> What do you think agribusiness does with that water?
In California? They grow crops that aren't needed (like cotton!) in preposterous places like the desert of the central valley. My point? Water isn't precious in California because of individual behavior, it's precious because it's wasted at the top. All 31 million Californians could stop using water ENTIRELY and there'd be an additional 4% available ... so why is this important? Because once "we all" feel bad about our behaviors, we neglect to point the stick at the real monster in the room.
Doug writes:
> the disparity seems especially egregious with cars; even
> a $2/gal, gas is preposterously cheap.

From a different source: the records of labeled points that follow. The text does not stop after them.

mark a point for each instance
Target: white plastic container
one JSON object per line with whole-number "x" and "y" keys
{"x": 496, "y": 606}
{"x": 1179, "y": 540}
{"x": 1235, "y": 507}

The U.S would look
> rather different if gas were $5/gal.
Indeed: there'd be fewer poor people on the road. And the rest of us would spend a bigger proportion of our monthly budget on petrol. And the extra taxes collected would be used to fund the "wars" overseas. Don't kid yourself: the extra taxes collected would neither cut down on demand for gasoline nor would it help balance the budget.
Sure, the US would look a lot different. Not in a way I'd like to see it, though ...
Leigh Meyers writes:
> According to your line of thought we should wait till crisis
> personally affects us before responding.
Of course that doesn't follow unless you're the type that says "If you take an aspirin for your headache, it follows that you should take 1000 of them, and that would kill you!!!" ...
It's a simple point: personalization of crisis is a destraction tactic wielded by those who most ought to be watched.